Market research suggests that Melbourne is perceived not only as one of the world’s most liveable places, but as Australia’s most vibrant, creative and ‘edgy’ city with both hidden and prominent treasures.
This festival showcased everything Melbournians pride themselves on and lucratively marketed those qualities. Melbourne is renowned as a charismatic city offering an abundance of trendy bars, sophisticated galleries, yuppy fashion boutiques, quirky cafe-littered laneways, and heritage architecture. White Night complimented, celebrated and amplified the hipster ambience that locals love to indulge in over a chai latte on a sunny Sunday afternoon.
“Melbourne has long held a reputation as a cultural and major events powerhouse. White Night Melbourne added a new dimension and showcased the great strengths and extraordinary creativity of our city,” said Premier and Minister for the Arts Ted Baillieu.
Place branding is the ability to canvas a place, or a city, not just as a location, but as a destination. In order to achieve this endeavour, the place, in this case Melbourne City, must clearly differentiate itself and convey why it is a unique and special city to visit, tour or live in. White Night promoted Melbourne as a city of cultural capital, a hub of creativity and a cohesive society.
Exceeding expectations, the overwhelming turnout for this event spoke for itself. Melbournians, normally accustomed to capacious public areas, found themselves weaving through energetic flowing crowds.
Melbourne’s Artistic Director Andrew Walsh was extremely pleased with the turnout and the behaviour of those who attended. Victoria Police said that despite the large crowd, there were no major incidents reported.

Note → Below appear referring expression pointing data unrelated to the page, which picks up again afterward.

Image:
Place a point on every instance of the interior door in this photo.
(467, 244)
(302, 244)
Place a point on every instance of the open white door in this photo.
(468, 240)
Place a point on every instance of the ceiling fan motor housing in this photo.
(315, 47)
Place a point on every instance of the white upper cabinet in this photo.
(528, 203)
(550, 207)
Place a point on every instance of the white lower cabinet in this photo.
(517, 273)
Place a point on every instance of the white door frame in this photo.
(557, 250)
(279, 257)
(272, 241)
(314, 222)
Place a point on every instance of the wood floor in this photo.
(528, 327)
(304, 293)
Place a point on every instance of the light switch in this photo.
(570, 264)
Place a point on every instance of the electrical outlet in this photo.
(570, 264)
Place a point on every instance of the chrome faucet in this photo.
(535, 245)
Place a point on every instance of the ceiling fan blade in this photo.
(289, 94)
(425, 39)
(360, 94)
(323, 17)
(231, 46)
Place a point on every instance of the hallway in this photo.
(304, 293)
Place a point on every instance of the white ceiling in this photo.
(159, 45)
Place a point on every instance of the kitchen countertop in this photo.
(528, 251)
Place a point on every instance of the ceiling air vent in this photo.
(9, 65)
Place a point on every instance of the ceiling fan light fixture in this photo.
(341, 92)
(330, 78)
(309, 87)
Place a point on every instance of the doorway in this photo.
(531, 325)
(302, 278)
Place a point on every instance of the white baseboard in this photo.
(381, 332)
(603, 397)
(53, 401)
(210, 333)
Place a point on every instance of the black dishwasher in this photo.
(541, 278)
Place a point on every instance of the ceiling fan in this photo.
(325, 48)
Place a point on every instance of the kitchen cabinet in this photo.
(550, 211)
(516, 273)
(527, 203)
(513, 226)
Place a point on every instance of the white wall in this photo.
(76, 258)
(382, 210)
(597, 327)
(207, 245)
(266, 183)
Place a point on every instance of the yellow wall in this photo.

“What we saw last night was a city transformed, a crowd beyond our wildest imagination and experiences to match,” said Walsh.
This outcome illustrates the way art and culture have the ability to transform a city into an art-filled wonderland, boost the morale of an entire city and, as our car plates inform us, brand Melbourne as ‘the place to be’.
At Ellis Jones we understand that brand identity goes above and beyond a slick veneer and catchy marketing messages. It is the intangible ‘self’ of an organisation, or city. A brand is the culture that defines your people, the experience individuals can expect when they see, converse, and take part in the world you inhabit and the company you want to become.